US President Donald Trump is under fire for appearing to green light the operation and for abandoning the Kurds. Even he has issued threats to Turkey. The president tweeted that he could deploy the military against his Nato ally, destroy its economy with sanctions or mediate between the Turks and Kurds. US treasury officials were ordered to draw up punishing sanctions but these will not be implemented until the White House says so.

The conflagration comes just weeks after Turkey turned to Russia to provide the S-400 air defence system. With its coastline on the Black Sea, Turkey is also on the frontline of the competition between powers on the fringes of Europe.

It is another flashpoint where there has been a clunking blow to the cohesion of the alliance.

Nato constantly faces questions over its raison d'etre. A member of Nato's parliamentary assembly recently recounted the difficulty of explaining to schoolchildren just what Nato is and how it safeguards their future.
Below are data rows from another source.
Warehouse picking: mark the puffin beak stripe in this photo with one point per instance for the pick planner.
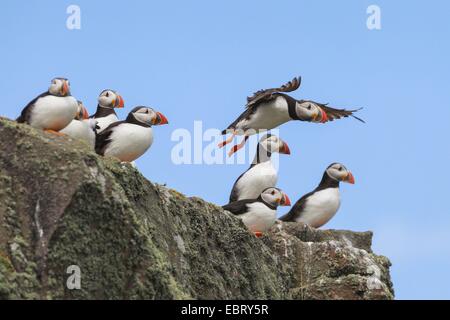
(120, 101)
(350, 178)
(64, 88)
(161, 119)
(286, 201)
(285, 149)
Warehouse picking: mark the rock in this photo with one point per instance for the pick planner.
(61, 205)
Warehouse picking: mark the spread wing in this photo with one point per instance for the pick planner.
(334, 114)
(238, 207)
(103, 138)
(26, 112)
(267, 94)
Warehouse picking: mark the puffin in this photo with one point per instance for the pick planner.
(319, 206)
(105, 114)
(81, 127)
(52, 110)
(259, 214)
(261, 174)
(269, 108)
(129, 139)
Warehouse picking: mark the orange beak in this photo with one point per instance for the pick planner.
(85, 113)
(324, 116)
(285, 149)
(119, 103)
(285, 201)
(350, 178)
(161, 119)
(65, 89)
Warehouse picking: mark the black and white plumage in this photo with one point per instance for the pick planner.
(261, 174)
(259, 214)
(319, 206)
(53, 110)
(82, 128)
(105, 114)
(270, 108)
(128, 140)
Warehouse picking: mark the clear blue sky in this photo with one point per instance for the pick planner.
(198, 60)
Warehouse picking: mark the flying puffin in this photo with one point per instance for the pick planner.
(81, 127)
(259, 214)
(261, 174)
(319, 206)
(270, 108)
(128, 140)
(105, 114)
(52, 110)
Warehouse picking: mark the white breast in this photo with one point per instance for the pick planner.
(53, 113)
(81, 130)
(268, 115)
(320, 207)
(259, 217)
(129, 142)
(104, 122)
(255, 180)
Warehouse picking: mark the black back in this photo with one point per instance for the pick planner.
(234, 195)
(102, 112)
(102, 139)
(299, 207)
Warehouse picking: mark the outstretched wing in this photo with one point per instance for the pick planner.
(334, 114)
(267, 94)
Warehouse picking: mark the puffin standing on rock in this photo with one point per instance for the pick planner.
(128, 140)
(270, 108)
(53, 110)
(105, 114)
(259, 214)
(319, 206)
(261, 174)
(82, 128)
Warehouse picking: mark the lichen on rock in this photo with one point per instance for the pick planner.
(62, 205)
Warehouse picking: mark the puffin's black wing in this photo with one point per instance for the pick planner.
(334, 114)
(102, 139)
(26, 112)
(268, 94)
(297, 209)
(238, 207)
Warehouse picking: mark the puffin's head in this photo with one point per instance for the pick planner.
(272, 143)
(110, 99)
(82, 112)
(275, 197)
(339, 172)
(59, 87)
(148, 116)
(310, 111)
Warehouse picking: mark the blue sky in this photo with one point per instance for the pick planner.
(198, 60)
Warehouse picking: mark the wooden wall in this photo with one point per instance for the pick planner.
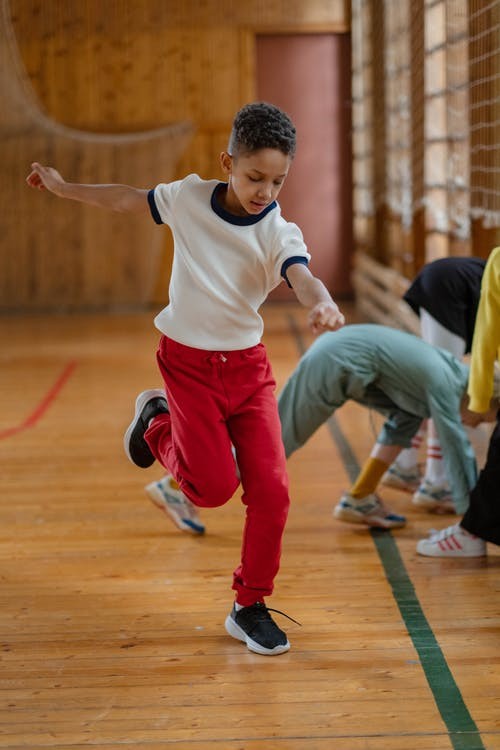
(426, 141)
(123, 67)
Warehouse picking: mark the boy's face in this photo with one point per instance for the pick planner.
(254, 179)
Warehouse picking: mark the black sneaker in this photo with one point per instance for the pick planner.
(254, 626)
(148, 405)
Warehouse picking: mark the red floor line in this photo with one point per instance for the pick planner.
(44, 404)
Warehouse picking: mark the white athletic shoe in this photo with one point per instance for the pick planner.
(454, 541)
(167, 497)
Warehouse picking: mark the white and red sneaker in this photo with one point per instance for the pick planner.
(454, 541)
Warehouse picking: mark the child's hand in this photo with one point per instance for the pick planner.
(43, 178)
(325, 316)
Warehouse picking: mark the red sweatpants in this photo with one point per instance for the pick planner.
(216, 399)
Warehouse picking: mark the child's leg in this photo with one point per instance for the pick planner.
(192, 440)
(361, 504)
(437, 335)
(255, 430)
(373, 469)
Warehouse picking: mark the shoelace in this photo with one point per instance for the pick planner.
(438, 536)
(265, 611)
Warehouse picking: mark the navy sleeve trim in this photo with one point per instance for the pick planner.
(152, 207)
(290, 262)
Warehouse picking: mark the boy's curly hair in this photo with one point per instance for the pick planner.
(262, 125)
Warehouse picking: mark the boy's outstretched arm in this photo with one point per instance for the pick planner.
(324, 314)
(121, 198)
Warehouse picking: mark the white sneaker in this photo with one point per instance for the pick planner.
(407, 480)
(166, 495)
(434, 498)
(454, 541)
(368, 510)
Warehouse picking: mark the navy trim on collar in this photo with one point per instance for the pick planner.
(152, 207)
(241, 221)
(290, 262)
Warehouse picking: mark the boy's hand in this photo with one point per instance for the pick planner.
(325, 316)
(43, 178)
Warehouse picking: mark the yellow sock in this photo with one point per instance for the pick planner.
(368, 478)
(174, 485)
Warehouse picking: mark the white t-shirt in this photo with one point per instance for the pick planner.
(224, 265)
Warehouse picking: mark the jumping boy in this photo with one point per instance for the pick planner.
(231, 248)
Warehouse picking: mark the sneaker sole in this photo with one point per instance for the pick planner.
(156, 497)
(144, 460)
(351, 516)
(234, 630)
(421, 550)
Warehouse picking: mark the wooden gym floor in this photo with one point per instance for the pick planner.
(112, 630)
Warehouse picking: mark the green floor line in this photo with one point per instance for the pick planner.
(462, 730)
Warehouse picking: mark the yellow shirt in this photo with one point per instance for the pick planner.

Explaining the relationship with Turkey certainly cannot be condensed into simple terms.

It is undeniable that the Turkish campaign brings Nato into a new relationship with the Middle East.

The very purpose of Nato is on the line as it marks its 70th anniversary

For decades, the alliance has held the region at arm's length from its inner circle. It has been willing to offer dialogue, training initiatives and conferences but these remain limited tangible interactions. The post-9/11 involvement of Nato in Afghanistan has turned out to be a self-contained operation, in part because the US always chose to lead by itself there rather than working primarily through alliance structures.

A policy of cautious engagement with the Middle East was made possible by Turkey acting as both a member of the alliance and a buffer.

Now the western alliance has an open dispute inside the borders of an Arab state. There is a difference with the earlier examples of Iraq and Libya. Turkey regards it as a matter of domestic security and appears ready to incur international penalties to pursue its goals.

The Europeans are set on a track to deter Turkey. Much of Washington is gearing up for battle too.

Once again, the very purpose of Nato is on the line as the venerable institution turns 70.